Add local pHash deduplication utility#462
Conversation
|
@greptile-apps review this pr |
|
@greptileai review |
There was a problem hiding this comment.
(meant to click approve)
Wowza what an optimization. Took me a while to understand the logic behind it. Only left some small nit comments.
I'd suggest adding a comment like my explanation below within the code to help future readers.
Let me know if my understanding is correct (had ai format the wording):
We can safely skip most images without comparing against them, thanks to the pigeonhole principle. Chunks are defined by bit position, so we always compare a new pHash against a kept one chunk-by-chunk at the same positions — chunk 0 against chunk 0, chunk 1 against chunk 1, and so on. The principle applies to the positions where two hashes disagree: if two images are true duplicates, they differ in at most 10 of the 64 bits. Because the 6 chunks don't overlap and together cover all 64 bits, the total difference is just the sum of the per-chunk differences. So if every chunk differed by 2 or more bits, the total would be at least 2 × 6 = 12 — but a duplicate has at most 10 differences, and you can't have ≤10 and ≥12 at once. That contradiction forces at least one chunk down to at most floor(10/6) = 1 differing bit. In other words, for any real duplicate, there is guaranteed to be at least one chunk where the two hashes are within 1 bit of each other.

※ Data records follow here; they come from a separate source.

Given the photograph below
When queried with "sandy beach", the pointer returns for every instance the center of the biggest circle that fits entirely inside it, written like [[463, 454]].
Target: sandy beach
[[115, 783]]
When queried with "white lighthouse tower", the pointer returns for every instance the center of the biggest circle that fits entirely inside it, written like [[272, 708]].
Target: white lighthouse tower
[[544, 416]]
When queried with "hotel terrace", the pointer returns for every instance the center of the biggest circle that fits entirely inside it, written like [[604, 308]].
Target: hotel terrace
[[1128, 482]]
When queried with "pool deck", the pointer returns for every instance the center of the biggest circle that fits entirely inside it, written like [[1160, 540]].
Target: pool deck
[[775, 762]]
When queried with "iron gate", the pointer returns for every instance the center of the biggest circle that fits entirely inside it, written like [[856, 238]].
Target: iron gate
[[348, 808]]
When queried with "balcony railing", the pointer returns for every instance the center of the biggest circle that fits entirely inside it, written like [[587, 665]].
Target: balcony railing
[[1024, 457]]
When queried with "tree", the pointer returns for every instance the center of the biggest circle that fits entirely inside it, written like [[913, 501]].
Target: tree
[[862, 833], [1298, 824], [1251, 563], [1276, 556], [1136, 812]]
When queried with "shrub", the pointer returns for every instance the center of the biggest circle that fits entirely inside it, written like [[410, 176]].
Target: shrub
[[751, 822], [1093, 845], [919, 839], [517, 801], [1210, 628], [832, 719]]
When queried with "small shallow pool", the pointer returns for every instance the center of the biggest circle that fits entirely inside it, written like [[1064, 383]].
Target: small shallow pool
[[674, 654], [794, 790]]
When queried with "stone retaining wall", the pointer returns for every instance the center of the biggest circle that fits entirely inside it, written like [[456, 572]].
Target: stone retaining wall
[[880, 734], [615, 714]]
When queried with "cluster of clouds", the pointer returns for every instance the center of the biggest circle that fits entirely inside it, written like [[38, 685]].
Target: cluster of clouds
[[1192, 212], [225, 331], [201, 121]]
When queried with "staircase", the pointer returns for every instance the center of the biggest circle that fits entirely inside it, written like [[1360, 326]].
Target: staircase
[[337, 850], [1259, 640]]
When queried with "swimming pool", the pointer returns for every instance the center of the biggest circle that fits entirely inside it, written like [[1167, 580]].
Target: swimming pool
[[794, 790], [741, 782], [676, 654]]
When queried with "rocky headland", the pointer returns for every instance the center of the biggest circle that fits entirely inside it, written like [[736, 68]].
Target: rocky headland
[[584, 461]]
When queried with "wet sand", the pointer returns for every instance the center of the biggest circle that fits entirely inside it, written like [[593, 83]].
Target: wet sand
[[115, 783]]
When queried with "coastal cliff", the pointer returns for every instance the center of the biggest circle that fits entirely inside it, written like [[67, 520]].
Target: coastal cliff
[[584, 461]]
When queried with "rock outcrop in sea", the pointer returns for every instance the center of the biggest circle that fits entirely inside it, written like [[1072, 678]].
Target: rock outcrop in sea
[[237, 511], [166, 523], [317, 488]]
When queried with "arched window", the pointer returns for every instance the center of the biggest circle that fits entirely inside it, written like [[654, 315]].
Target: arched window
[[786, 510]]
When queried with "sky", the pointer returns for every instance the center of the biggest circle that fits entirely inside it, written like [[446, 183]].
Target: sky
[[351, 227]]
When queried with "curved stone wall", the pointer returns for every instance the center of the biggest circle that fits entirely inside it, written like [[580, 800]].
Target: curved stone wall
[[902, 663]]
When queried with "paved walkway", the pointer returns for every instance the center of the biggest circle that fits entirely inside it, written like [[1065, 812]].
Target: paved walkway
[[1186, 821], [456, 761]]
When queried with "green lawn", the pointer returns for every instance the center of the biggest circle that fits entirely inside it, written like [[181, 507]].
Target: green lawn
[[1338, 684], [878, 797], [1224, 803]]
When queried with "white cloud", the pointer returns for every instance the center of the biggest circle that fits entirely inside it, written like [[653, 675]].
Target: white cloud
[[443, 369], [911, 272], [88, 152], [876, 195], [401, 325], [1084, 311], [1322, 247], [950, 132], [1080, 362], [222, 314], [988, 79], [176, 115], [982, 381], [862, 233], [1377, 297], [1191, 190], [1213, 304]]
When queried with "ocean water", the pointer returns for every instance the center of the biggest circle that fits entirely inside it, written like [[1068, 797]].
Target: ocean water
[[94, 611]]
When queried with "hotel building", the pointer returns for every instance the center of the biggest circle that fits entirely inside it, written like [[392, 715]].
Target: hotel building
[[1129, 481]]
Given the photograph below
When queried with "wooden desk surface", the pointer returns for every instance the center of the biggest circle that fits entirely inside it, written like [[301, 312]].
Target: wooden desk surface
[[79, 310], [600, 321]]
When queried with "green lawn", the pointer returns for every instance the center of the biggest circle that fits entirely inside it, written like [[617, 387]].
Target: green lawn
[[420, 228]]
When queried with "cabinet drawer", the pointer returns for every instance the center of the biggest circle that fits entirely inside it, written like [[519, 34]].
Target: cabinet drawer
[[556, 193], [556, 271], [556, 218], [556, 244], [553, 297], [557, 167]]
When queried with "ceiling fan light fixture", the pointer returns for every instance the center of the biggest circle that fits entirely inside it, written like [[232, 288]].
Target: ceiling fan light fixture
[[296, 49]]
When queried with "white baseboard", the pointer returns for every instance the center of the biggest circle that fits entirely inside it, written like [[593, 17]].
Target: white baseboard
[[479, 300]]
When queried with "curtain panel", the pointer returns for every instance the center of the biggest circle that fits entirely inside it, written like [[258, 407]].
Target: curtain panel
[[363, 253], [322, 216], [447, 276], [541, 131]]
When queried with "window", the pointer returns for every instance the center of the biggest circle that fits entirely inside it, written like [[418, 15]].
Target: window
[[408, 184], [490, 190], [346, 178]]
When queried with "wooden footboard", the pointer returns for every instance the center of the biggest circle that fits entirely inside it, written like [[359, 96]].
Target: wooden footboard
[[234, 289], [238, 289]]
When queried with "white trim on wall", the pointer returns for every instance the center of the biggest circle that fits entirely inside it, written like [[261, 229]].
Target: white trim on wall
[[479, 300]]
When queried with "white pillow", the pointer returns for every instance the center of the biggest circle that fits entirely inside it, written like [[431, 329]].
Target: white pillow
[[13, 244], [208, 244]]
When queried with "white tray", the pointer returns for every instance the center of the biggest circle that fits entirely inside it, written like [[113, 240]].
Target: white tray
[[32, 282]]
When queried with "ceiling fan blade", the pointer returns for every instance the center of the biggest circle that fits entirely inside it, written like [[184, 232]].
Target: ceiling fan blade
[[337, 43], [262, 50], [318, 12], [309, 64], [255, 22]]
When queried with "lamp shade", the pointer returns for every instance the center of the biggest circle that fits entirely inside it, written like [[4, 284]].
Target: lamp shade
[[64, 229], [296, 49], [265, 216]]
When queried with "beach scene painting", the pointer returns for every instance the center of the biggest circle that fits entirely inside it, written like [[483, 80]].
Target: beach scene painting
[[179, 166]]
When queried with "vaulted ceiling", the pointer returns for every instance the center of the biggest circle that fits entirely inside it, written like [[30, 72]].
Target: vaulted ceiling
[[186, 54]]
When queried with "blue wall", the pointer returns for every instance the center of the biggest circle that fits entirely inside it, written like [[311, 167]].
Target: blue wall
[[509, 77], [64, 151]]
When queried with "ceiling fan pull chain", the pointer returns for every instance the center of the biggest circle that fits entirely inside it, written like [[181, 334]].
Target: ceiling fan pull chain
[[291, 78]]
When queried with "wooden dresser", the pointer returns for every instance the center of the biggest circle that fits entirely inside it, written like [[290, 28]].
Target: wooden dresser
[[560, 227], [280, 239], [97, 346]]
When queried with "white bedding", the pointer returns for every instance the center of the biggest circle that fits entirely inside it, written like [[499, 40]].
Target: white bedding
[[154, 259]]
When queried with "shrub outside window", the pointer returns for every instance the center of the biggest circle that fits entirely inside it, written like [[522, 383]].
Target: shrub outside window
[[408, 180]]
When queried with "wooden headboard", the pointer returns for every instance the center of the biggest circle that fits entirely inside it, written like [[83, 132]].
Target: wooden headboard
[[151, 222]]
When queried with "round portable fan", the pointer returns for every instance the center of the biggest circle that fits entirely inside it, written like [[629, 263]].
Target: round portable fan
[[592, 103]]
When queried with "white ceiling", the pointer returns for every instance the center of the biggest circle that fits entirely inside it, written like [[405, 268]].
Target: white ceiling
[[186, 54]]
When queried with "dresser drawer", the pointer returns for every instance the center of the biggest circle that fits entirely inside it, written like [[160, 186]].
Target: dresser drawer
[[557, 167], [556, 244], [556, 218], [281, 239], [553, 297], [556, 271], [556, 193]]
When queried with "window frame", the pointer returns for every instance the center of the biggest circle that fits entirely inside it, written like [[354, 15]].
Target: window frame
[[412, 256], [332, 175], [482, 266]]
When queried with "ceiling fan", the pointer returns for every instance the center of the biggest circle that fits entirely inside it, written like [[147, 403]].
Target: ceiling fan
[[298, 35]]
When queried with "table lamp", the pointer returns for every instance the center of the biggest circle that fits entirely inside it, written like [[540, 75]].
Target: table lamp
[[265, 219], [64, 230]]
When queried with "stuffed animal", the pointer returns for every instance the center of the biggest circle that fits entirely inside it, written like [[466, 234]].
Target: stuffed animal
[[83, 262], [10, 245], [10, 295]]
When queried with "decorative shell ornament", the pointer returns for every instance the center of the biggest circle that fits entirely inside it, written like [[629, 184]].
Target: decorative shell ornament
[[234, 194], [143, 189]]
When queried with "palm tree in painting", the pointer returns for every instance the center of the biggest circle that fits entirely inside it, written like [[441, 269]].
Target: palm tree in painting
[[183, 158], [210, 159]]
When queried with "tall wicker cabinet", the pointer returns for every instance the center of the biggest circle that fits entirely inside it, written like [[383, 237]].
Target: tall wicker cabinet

So we index every kept image by all 6 of its chunk values, and for each new pHash we split it into 6 chunks and probe all of them — each at its exact value plus every value within chunk_radius = 1 bit (the variant masks). We check all 6 because pigeonhole guarantees some chunk is close but not which one. Any kept image found in those buckets is a candidate, which we then confirm with an exact Hamming-distance check on the full hash (sharing one near-chunk is necessary but not sufficient, since the other chunks could still differ a lot). If none of the 6 chunks produces a match, the image is guaranteed not to be a duplicate — because a real duplicate would have been forced to leave at least one near-matching chunk behind.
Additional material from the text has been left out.